Topics

- Sections: 3.9, 3.10, 5.3, 5.4, 6.7
- Definitions:
- Simple random walk and notation
- Asymptotics of Pr[S_n = k]
- Galton Watson branching process
- Extinction / Extinction Probability
- Generating function of Z_n

- Theorems: 5.4.1, 5.4.2, 5.4.5, 6.7.1, 6.7.7, 6.7.8
- Sample Questions:
- What is the expectation of S_1 given S_n = k?
- What is the variance of S_1 given S_n = k?
- What is the probability that two independent random walks both starting from 0 are equal at step k? Find the asymptotics of this probability
- Find the asymptotics of the probability that S_n = 0 (for even n)
- What is the expectation of S_1 given that S_100 = 0 and S_200 = 50?
- Let S_n = X_1 + ... + X_n be a simple symmetric random walk, and let Y_i = X_i with probability p,and Y_i= - X_i with probability 1-p, and T_n = Y_1 + ... + Y_n. What is the distribution of T_n? What is the covariance of S_n and T_n?
- Show that with high probability, the random walk does not hit zero anytime between step (n- n^(1/3)) and step (n + n^(1/3))
- Prove that if the mean offspring size is < 1, then a branching process goes extinct almost surely.
- Say the offspring distribution is Poisson with mean 1. What is the variance of Z_n?
- Say two offspring distributions both have mean 2, but the first has variance 1 and the second variance 2. Does one or the other have a hihger likelihood of eventually going extinct? Or is there not enough information?
- Say the offspring distribution has mean mu and variance 1. What is the covariance of Z_n and Z_m?
- Prove that if mu >1 there is a positive probability of never going extinct.

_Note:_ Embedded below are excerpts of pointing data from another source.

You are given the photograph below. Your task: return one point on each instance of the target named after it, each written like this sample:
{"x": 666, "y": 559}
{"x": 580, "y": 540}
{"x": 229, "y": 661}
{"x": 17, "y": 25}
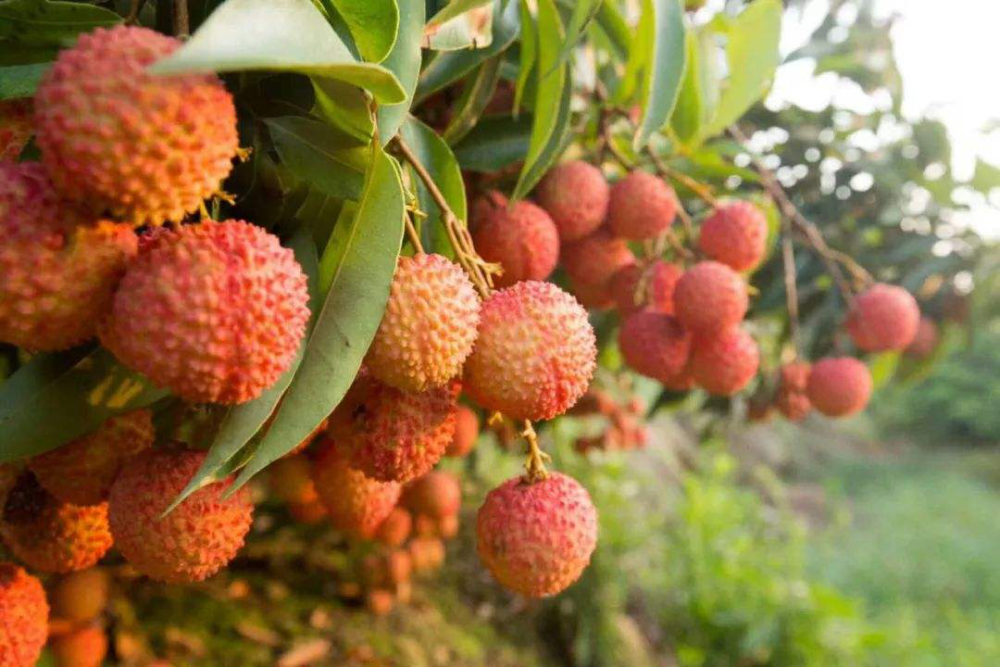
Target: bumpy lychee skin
{"x": 521, "y": 238}
{"x": 576, "y": 195}
{"x": 82, "y": 471}
{"x": 635, "y": 287}
{"x": 429, "y": 325}
{"x": 710, "y": 297}
{"x": 654, "y": 345}
{"x": 147, "y": 149}
{"x": 25, "y": 615}
{"x": 214, "y": 312}
{"x": 537, "y": 539}
{"x": 58, "y": 265}
{"x": 791, "y": 399}
{"x": 535, "y": 355}
{"x": 735, "y": 234}
{"x": 642, "y": 206}
{"x": 392, "y": 435}
{"x": 53, "y": 536}
{"x": 884, "y": 317}
{"x": 724, "y": 363}
{"x": 197, "y": 539}
{"x": 356, "y": 504}
{"x": 839, "y": 386}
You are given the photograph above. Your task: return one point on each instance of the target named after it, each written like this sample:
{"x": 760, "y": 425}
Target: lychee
{"x": 535, "y": 355}
{"x": 642, "y": 206}
{"x": 147, "y": 149}
{"x": 654, "y": 344}
{"x": 735, "y": 234}
{"x": 357, "y": 504}
{"x": 635, "y": 287}
{"x": 195, "y": 540}
{"x": 429, "y": 325}
{"x": 58, "y": 265}
{"x": 884, "y": 317}
{"x": 537, "y": 538}
{"x": 214, "y": 312}
{"x": 520, "y": 237}
{"x": 576, "y": 195}
{"x": 839, "y": 386}
{"x": 82, "y": 471}
{"x": 710, "y": 297}
{"x": 724, "y": 363}
{"x": 25, "y": 615}
{"x": 392, "y": 435}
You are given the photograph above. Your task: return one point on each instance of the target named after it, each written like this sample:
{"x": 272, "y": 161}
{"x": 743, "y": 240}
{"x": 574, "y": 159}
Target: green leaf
{"x": 277, "y": 35}
{"x": 320, "y": 155}
{"x": 373, "y": 24}
{"x": 242, "y": 422}
{"x": 404, "y": 62}
{"x": 21, "y": 80}
{"x": 57, "y": 397}
{"x": 365, "y": 262}
{"x": 665, "y": 67}
{"x": 753, "y": 57}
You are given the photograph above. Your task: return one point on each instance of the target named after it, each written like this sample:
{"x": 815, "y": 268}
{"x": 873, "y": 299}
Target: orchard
{"x": 318, "y": 257}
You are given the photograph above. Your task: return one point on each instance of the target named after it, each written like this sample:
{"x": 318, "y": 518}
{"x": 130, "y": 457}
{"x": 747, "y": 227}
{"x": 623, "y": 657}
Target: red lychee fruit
{"x": 735, "y": 234}
{"x": 82, "y": 471}
{"x": 53, "y": 536}
{"x": 576, "y": 195}
{"x": 195, "y": 540}
{"x": 537, "y": 538}
{"x": 635, "y": 287}
{"x": 146, "y": 148}
{"x": 884, "y": 317}
{"x": 357, "y": 504}
{"x": 214, "y": 312}
{"x": 710, "y": 297}
{"x": 535, "y": 354}
{"x": 791, "y": 399}
{"x": 25, "y": 615}
{"x": 724, "y": 363}
{"x": 654, "y": 344}
{"x": 521, "y": 238}
{"x": 593, "y": 260}
{"x": 642, "y": 206}
{"x": 429, "y": 325}
{"x": 58, "y": 266}
{"x": 466, "y": 433}
{"x": 839, "y": 386}
{"x": 392, "y": 435}
{"x": 436, "y": 494}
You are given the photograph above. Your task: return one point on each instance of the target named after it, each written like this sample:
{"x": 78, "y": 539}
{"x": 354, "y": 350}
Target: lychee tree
{"x": 257, "y": 220}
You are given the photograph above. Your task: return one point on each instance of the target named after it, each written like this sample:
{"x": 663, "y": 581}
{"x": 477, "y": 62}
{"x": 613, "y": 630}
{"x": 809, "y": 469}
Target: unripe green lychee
{"x": 53, "y": 536}
{"x": 214, "y": 311}
{"x": 147, "y": 149}
{"x": 735, "y": 234}
{"x": 356, "y": 504}
{"x": 535, "y": 355}
{"x": 642, "y": 206}
{"x": 195, "y": 540}
{"x": 884, "y": 317}
{"x": 723, "y": 363}
{"x": 429, "y": 325}
{"x": 82, "y": 471}
{"x": 710, "y": 297}
{"x": 576, "y": 195}
{"x": 58, "y": 265}
{"x": 520, "y": 237}
{"x": 25, "y": 615}
{"x": 537, "y": 538}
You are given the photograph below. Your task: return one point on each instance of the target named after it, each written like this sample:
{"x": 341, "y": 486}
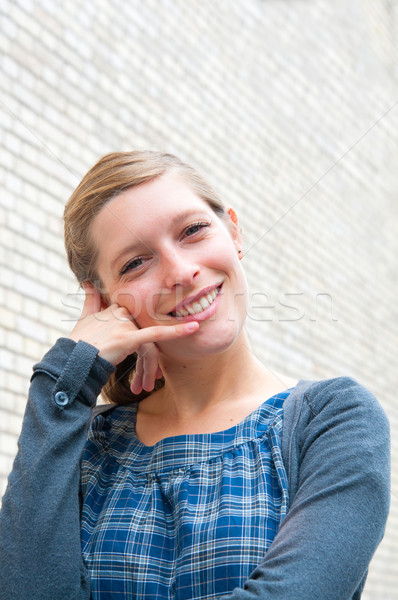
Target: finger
{"x": 92, "y": 301}
{"x": 160, "y": 333}
{"x": 136, "y": 383}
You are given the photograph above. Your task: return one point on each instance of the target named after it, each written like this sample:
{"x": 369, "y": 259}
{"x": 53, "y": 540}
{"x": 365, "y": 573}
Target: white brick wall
{"x": 291, "y": 110}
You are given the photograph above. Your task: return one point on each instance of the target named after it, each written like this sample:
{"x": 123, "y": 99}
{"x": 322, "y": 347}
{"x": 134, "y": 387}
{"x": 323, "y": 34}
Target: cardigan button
{"x": 61, "y": 398}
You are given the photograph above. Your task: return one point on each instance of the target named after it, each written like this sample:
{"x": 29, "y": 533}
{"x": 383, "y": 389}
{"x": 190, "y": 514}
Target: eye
{"x": 195, "y": 227}
{"x": 131, "y": 265}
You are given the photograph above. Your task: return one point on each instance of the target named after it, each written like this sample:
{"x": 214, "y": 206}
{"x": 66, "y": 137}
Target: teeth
{"x": 198, "y": 306}
{"x": 204, "y": 302}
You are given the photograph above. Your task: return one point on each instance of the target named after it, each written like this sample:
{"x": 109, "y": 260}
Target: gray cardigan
{"x": 335, "y": 447}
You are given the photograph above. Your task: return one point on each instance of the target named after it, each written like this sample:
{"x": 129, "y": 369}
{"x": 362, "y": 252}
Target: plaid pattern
{"x": 189, "y": 518}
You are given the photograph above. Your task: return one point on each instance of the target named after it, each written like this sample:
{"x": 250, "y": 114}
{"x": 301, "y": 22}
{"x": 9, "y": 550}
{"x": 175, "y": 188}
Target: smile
{"x": 199, "y": 305}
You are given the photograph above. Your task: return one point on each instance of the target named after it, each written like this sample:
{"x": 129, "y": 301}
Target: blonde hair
{"x": 112, "y": 174}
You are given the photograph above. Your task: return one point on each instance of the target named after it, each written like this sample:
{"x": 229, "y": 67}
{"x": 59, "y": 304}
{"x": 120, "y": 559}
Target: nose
{"x": 180, "y": 268}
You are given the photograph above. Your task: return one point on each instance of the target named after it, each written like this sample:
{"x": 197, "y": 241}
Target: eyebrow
{"x": 175, "y": 220}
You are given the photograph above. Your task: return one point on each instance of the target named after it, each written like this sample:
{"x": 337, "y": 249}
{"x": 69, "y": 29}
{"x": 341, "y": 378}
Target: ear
{"x": 235, "y": 230}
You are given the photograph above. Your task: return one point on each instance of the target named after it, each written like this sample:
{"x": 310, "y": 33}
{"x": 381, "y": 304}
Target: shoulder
{"x": 336, "y": 394}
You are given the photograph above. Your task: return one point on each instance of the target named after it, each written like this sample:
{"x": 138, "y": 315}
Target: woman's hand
{"x": 113, "y": 331}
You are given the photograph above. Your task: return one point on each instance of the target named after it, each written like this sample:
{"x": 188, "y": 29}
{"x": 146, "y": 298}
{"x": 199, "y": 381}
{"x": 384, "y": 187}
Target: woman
{"x": 208, "y": 476}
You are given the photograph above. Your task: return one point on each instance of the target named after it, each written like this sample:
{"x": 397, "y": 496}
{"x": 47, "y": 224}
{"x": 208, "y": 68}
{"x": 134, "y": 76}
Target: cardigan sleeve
{"x": 336, "y": 447}
{"x": 40, "y": 550}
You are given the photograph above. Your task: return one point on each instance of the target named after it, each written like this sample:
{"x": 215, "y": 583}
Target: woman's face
{"x": 164, "y": 254}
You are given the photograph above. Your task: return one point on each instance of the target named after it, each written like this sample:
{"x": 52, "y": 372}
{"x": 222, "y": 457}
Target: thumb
{"x": 92, "y": 301}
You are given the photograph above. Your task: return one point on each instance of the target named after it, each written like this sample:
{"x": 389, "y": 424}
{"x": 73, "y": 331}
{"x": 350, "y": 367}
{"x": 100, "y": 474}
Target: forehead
{"x": 165, "y": 197}
{"x": 139, "y": 214}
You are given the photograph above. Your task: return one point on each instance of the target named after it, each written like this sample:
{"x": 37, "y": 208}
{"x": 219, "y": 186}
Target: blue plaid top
{"x": 188, "y": 518}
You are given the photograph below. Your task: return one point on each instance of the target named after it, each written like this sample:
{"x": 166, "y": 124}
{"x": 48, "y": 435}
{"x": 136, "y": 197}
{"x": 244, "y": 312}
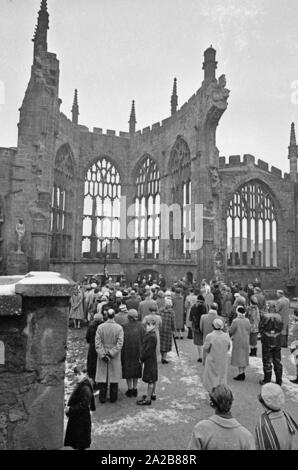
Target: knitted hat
{"x": 273, "y": 396}
{"x": 218, "y": 324}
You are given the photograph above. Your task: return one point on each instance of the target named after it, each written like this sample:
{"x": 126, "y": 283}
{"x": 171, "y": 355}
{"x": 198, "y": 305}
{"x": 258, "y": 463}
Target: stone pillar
{"x": 33, "y": 338}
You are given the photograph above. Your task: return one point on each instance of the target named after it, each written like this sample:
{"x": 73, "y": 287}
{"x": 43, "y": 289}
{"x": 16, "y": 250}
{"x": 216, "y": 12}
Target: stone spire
{"x": 132, "y": 120}
{"x": 293, "y": 154}
{"x": 174, "y": 98}
{"x": 209, "y": 65}
{"x": 41, "y": 29}
{"x": 75, "y": 109}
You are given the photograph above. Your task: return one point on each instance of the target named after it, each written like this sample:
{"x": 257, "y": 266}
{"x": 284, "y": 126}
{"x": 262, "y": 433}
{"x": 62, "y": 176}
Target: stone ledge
{"x": 44, "y": 284}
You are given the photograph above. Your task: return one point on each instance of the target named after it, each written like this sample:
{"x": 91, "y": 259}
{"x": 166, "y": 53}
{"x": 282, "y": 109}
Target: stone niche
{"x": 33, "y": 340}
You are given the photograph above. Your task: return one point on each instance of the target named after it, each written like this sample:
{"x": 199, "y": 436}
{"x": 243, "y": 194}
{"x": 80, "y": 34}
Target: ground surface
{"x": 181, "y": 401}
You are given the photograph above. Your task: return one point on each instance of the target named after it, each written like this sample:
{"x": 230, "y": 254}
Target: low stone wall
{"x": 33, "y": 339}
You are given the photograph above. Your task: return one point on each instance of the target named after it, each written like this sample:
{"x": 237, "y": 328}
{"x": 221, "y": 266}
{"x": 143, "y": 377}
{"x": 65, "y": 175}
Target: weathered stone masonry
{"x": 33, "y": 334}
{"x": 28, "y": 178}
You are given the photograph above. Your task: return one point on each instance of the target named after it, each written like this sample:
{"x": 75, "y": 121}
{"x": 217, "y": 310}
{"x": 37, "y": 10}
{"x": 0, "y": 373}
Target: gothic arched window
{"x": 180, "y": 221}
{"x": 62, "y": 197}
{"x": 252, "y": 227}
{"x": 101, "y": 219}
{"x": 147, "y": 210}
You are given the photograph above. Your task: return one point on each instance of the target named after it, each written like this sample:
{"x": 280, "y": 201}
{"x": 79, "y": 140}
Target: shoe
{"x": 295, "y": 381}
{"x": 153, "y": 397}
{"x": 263, "y": 382}
{"x": 240, "y": 377}
{"x": 144, "y": 402}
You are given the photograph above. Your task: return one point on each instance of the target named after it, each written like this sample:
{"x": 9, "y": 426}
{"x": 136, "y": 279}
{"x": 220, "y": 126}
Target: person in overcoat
{"x": 76, "y": 308}
{"x": 190, "y": 301}
{"x": 178, "y": 307}
{"x": 196, "y": 312}
{"x": 240, "y": 332}
{"x": 216, "y": 347}
{"x": 149, "y": 360}
{"x": 131, "y": 352}
{"x": 108, "y": 343}
{"x": 81, "y": 401}
{"x": 167, "y": 329}
{"x": 92, "y": 354}
{"x": 155, "y": 316}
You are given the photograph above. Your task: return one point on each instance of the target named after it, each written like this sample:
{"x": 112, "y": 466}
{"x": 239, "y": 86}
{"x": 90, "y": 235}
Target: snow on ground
{"x": 142, "y": 420}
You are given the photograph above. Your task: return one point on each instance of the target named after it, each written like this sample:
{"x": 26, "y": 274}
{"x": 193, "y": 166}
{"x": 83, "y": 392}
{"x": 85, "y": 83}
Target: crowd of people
{"x": 131, "y": 328}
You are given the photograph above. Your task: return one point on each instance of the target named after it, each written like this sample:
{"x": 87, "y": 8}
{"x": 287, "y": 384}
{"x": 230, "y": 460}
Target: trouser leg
{"x": 102, "y": 392}
{"x": 267, "y": 363}
{"x": 113, "y": 392}
{"x": 276, "y": 357}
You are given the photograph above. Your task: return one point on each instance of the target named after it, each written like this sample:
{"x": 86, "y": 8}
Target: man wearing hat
{"x": 275, "y": 428}
{"x": 216, "y": 347}
{"x": 196, "y": 312}
{"x": 122, "y": 317}
{"x": 270, "y": 328}
{"x": 108, "y": 343}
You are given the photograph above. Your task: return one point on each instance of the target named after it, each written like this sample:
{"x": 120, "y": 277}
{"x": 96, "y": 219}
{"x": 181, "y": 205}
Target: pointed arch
{"x": 252, "y": 226}
{"x": 180, "y": 171}
{"x": 101, "y": 216}
{"x": 147, "y": 208}
{"x": 62, "y": 204}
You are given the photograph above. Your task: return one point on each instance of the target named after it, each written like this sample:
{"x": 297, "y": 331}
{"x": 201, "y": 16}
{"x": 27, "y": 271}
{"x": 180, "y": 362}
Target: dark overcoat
{"x": 168, "y": 326}
{"x": 149, "y": 358}
{"x": 131, "y": 351}
{"x": 92, "y": 354}
{"x": 78, "y": 431}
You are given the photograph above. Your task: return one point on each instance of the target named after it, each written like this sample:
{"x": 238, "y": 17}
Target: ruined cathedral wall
{"x": 234, "y": 174}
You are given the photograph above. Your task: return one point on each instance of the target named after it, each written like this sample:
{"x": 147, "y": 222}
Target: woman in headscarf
{"x": 239, "y": 332}
{"x": 167, "y": 329}
{"x": 76, "y": 307}
{"x": 80, "y": 403}
{"x": 131, "y": 352}
{"x": 216, "y": 347}
{"x": 195, "y": 315}
{"x": 154, "y": 315}
{"x": 92, "y": 354}
{"x": 149, "y": 360}
{"x": 253, "y": 314}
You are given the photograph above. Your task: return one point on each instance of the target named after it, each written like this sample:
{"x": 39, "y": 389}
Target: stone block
{"x": 263, "y": 165}
{"x": 234, "y": 160}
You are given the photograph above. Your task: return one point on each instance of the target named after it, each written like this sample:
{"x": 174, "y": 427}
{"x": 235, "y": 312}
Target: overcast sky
{"x": 114, "y": 51}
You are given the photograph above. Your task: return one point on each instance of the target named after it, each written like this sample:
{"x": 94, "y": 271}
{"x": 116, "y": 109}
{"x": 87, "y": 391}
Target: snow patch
{"x": 141, "y": 421}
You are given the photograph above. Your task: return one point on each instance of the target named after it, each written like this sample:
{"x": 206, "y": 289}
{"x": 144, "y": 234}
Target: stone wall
{"x": 32, "y": 372}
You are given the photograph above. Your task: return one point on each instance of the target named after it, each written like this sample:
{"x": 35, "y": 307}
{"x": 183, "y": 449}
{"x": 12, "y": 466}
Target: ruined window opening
{"x": 252, "y": 227}
{"x": 62, "y": 205}
{"x": 180, "y": 170}
{"x": 101, "y": 217}
{"x": 147, "y": 211}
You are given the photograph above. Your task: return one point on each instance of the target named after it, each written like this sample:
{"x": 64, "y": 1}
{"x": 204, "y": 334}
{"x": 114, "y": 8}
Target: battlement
{"x": 250, "y": 160}
{"x": 7, "y": 152}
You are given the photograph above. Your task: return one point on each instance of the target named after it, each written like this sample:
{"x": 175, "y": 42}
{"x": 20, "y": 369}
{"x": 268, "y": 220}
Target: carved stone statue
{"x": 20, "y": 229}
{"x": 214, "y": 179}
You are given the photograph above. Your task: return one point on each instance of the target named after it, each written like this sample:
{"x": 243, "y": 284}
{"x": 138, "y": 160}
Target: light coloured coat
{"x": 283, "y": 308}
{"x": 109, "y": 338}
{"x": 239, "y": 332}
{"x": 216, "y": 347}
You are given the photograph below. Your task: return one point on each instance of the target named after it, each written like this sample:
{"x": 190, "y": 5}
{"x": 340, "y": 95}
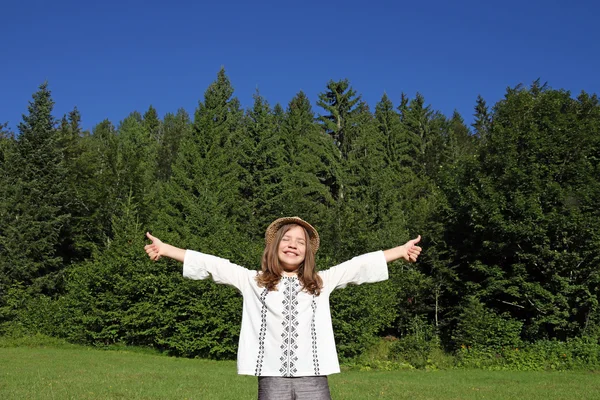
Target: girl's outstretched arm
{"x": 157, "y": 249}
{"x": 409, "y": 251}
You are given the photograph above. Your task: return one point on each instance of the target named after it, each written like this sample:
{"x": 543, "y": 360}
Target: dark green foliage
{"x": 341, "y": 103}
{"x": 508, "y": 213}
{"x": 35, "y": 204}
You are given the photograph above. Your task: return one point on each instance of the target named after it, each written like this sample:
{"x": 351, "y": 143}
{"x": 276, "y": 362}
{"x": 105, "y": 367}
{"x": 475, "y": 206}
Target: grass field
{"x": 72, "y": 372}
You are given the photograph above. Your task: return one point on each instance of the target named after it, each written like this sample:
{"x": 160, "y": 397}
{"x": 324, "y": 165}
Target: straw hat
{"x": 278, "y": 223}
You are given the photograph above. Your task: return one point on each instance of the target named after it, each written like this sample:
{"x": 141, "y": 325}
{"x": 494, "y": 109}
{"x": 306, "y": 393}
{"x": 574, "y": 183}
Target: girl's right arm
{"x": 198, "y": 265}
{"x": 158, "y": 249}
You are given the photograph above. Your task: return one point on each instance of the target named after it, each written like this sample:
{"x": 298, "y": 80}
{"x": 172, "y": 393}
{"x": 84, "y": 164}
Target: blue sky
{"x": 110, "y": 58}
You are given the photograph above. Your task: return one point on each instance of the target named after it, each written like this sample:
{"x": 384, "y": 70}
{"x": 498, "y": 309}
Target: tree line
{"x": 507, "y": 208}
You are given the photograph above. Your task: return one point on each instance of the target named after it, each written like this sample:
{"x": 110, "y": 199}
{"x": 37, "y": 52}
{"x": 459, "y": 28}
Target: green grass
{"x": 62, "y": 371}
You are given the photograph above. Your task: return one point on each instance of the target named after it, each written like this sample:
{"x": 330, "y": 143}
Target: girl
{"x": 286, "y": 337}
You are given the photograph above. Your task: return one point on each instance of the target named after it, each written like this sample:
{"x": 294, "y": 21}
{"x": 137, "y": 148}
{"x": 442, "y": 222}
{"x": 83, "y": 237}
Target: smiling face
{"x": 292, "y": 249}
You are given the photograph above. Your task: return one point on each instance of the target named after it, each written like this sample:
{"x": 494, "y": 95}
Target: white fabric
{"x": 287, "y": 332}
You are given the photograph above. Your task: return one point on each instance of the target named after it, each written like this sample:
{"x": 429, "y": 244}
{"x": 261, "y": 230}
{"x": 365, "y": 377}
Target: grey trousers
{"x": 299, "y": 388}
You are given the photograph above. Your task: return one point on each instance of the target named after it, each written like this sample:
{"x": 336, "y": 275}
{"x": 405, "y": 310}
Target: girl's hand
{"x": 156, "y": 249}
{"x": 410, "y": 250}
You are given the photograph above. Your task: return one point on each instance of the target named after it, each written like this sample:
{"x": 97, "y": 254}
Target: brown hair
{"x": 272, "y": 270}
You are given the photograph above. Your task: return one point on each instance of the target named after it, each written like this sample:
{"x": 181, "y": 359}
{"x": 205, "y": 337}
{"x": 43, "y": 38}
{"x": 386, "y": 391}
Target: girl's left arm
{"x": 370, "y": 267}
{"x": 409, "y": 251}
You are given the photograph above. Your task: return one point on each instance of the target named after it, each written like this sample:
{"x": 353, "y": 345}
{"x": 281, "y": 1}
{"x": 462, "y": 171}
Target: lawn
{"x": 72, "y": 372}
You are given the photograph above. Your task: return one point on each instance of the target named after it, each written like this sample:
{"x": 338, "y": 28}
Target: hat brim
{"x": 271, "y": 231}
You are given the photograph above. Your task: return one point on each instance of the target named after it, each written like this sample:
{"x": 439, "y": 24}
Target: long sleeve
{"x": 198, "y": 265}
{"x": 367, "y": 268}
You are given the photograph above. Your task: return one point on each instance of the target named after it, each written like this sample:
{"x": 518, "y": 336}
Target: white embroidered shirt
{"x": 287, "y": 332}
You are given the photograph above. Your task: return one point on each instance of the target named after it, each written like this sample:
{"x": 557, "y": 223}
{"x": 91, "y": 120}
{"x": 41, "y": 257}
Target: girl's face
{"x": 292, "y": 249}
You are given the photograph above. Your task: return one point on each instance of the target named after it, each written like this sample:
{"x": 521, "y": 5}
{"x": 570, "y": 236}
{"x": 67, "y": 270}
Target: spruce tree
{"x": 340, "y": 102}
{"x": 37, "y": 214}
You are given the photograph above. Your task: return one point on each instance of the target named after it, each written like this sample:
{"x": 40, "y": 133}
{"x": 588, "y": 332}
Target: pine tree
{"x": 176, "y": 128}
{"x": 37, "y": 213}
{"x": 483, "y": 120}
{"x": 340, "y": 102}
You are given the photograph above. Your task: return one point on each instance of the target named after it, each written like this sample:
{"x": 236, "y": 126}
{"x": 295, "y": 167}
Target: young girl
{"x": 286, "y": 337}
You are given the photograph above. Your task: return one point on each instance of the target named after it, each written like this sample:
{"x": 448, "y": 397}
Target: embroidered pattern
{"x": 313, "y": 334}
{"x": 262, "y": 332}
{"x": 289, "y": 336}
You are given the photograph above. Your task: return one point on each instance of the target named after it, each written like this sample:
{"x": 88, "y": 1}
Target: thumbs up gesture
{"x": 156, "y": 249}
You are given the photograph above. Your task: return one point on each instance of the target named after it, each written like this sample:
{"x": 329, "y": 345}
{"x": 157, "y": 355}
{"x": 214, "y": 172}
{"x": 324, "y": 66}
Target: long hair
{"x": 272, "y": 269}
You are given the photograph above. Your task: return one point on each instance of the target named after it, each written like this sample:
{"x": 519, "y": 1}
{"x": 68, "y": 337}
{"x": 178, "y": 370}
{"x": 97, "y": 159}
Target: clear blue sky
{"x": 110, "y": 58}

- For a branching process with poisson(lambda) offspring distribution find the best asymptotics you can for the probability that the process goes extinct at step n
- Poisson branching process with mean lambda <1 (and for lambda =1), find the asymptotics for the process surviving until at least step n
- Derive the equation for the survival probability of a Poisson branching process with mean 2
- Let U be uniform [0,1], and then let Z_n be a branching process with offspring distribution Bin(2, U). What is E(Z_n)?